Wargame simulations carried out by the US resulted in the following conclusion being reached by Sam Gardiner, the retired Air Force colonel who has run war games at the National War College for the past two decades: “After all this effort, I am left with two simple sentences for policymakers: You have no military solution for the issues of Iran. And you have to make diplomacy work.” The problem is, as was highlighted in the Iraq invasion and post-war years, that the neo-cons in the Bush administration are prone to acting illogically and against advice provided by people who know far better than themselves. Internationally-respected reporter Seymour Hearsh wrote the following in The New Yorker one year ago:

In my interviews [with former high-level intelligence officials], I was repeatedly told that the next strategic target was Iran. Everyone is saying, ‘You can’t be serious about targeting Iran.

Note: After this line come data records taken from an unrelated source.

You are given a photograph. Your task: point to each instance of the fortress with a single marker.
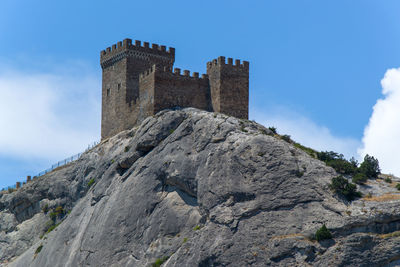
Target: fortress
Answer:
(139, 81)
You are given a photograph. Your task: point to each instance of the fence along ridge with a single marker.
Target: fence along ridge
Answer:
(53, 167)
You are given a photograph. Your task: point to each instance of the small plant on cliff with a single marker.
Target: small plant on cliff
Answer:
(39, 248)
(273, 130)
(60, 211)
(160, 261)
(388, 180)
(91, 182)
(196, 228)
(342, 186)
(338, 162)
(286, 138)
(359, 178)
(53, 215)
(370, 167)
(45, 208)
(323, 233)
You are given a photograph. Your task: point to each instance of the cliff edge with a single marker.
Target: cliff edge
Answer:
(193, 188)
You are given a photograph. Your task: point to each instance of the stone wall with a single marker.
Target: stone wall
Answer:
(229, 86)
(173, 89)
(138, 82)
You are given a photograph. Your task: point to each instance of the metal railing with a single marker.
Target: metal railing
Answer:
(54, 166)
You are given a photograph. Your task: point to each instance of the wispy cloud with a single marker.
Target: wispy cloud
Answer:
(307, 132)
(382, 134)
(48, 115)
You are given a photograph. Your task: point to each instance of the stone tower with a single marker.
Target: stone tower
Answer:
(139, 81)
(229, 86)
(121, 66)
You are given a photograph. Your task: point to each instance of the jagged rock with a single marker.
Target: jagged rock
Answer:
(197, 189)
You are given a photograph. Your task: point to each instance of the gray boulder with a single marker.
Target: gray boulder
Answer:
(192, 188)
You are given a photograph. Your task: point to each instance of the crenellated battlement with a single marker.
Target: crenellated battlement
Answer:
(175, 73)
(221, 61)
(139, 80)
(126, 49)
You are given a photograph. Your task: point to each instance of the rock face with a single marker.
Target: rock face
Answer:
(193, 188)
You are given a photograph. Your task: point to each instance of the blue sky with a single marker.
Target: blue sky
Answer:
(315, 68)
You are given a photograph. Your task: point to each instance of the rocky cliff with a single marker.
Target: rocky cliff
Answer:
(192, 188)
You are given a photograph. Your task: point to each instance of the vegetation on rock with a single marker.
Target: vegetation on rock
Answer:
(323, 233)
(342, 186)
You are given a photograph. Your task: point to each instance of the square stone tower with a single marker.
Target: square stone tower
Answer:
(139, 81)
(122, 63)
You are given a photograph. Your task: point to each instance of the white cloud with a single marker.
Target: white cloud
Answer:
(48, 115)
(307, 132)
(382, 134)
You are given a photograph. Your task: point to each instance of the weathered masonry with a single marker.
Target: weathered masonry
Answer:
(139, 81)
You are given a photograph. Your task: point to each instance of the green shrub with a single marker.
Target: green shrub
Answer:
(359, 178)
(308, 150)
(299, 173)
(51, 228)
(323, 233)
(160, 261)
(91, 182)
(338, 162)
(273, 129)
(59, 210)
(10, 190)
(341, 186)
(45, 209)
(53, 215)
(342, 166)
(370, 167)
(197, 227)
(39, 248)
(388, 180)
(286, 138)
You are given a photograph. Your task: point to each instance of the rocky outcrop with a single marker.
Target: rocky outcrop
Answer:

Look at Iraq,’ the former [CIA] intelligence official told me. But the [Bush administration officials] say, ‘We’ve got some lessons learned – not militarily, but how we did it politically. We’re not going to rely on agency pissants.’ No loose ends, and that’s why the C.I.A. is out of there."

However, a disturbing article by intelligence analyst Philip Giraldi who, in an article entitled “In Case of Emergency, Nuke Iran,”, said:

The Pentagon, acting under instructions from Vice President Dick Cheney's office, has tasked the United States Strategic Command (STRATCOM) with drawing up a contingency plan to be employed in response to another 9/11-type terrorist attack on the United States. The plan includes a large-scale air assault on Iran employing both conventional and tactical nuclear weapons. Within Iran there are more than 450 major strategic targets, including numerous suspected nuclear-weapons-program development sites. Many of the targets are hardened or are deep underground and could not be taken out by conventional weapons, hence the nuclear option. As in the case of Iraq, the response is not conditional on Iran actually being involved in the act of terrorism directed against the United States. Several senior Air Force officers involved in the planning are reportedly appalled at the implications of what they are doing – that Iran is being set up for an unprovoked nuclear attack – but no one is prepared to damage his career by posing any objections.

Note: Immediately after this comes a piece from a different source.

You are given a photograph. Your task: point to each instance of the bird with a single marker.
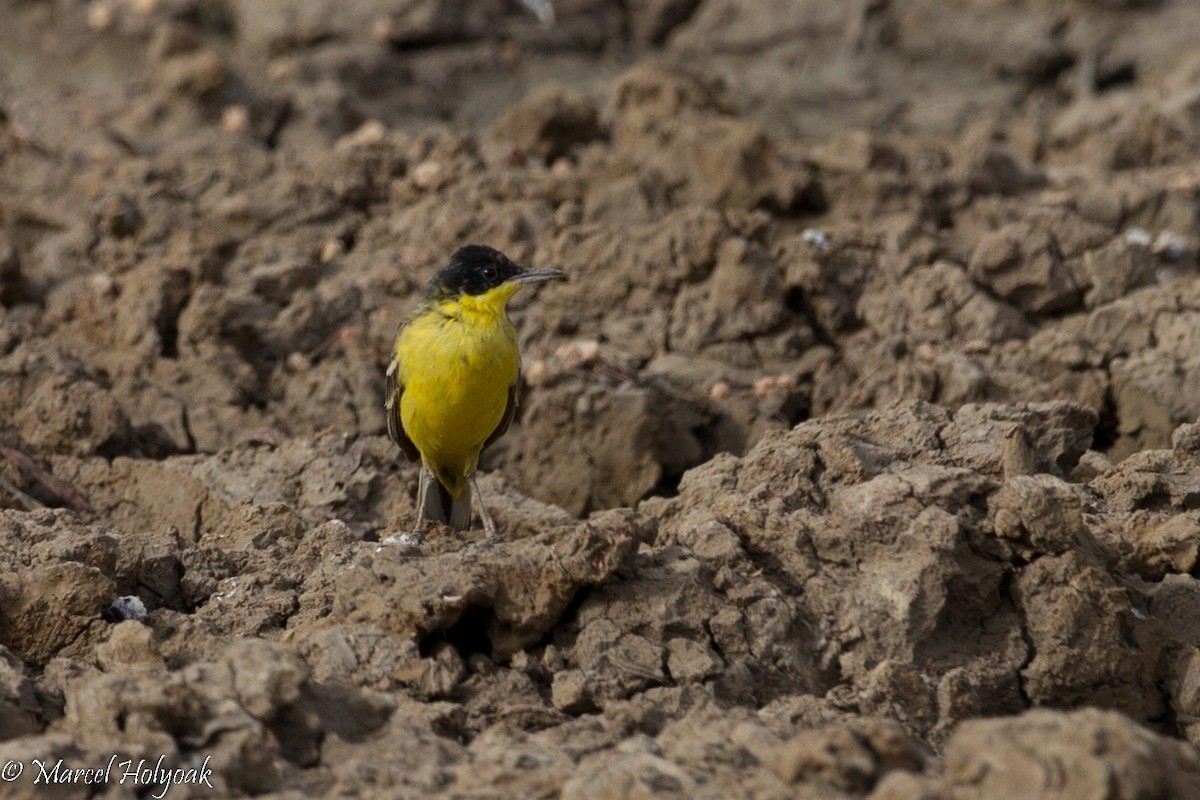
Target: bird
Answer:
(451, 384)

Should the US decide to carry out such an attack on Iran, China would undoubtedly become involved, since its massive economic expansion is heavily reliant on oil from the region. The US is leading us down a road to potential global conflict in order to protect its dominance in the world oil markets and is seemingly likely to bring about the pre-conditions to justify an attack regardless of the consequences. Hopefully there will be no 'coalition of the willing' giving Bush and Cheney some kind of international credibility and this may help to deter them from following their plans through, but we're surely in for a bumpy year, one in which the spectre of the US administration and its shadowy backers showing its true colours is quite horrifying.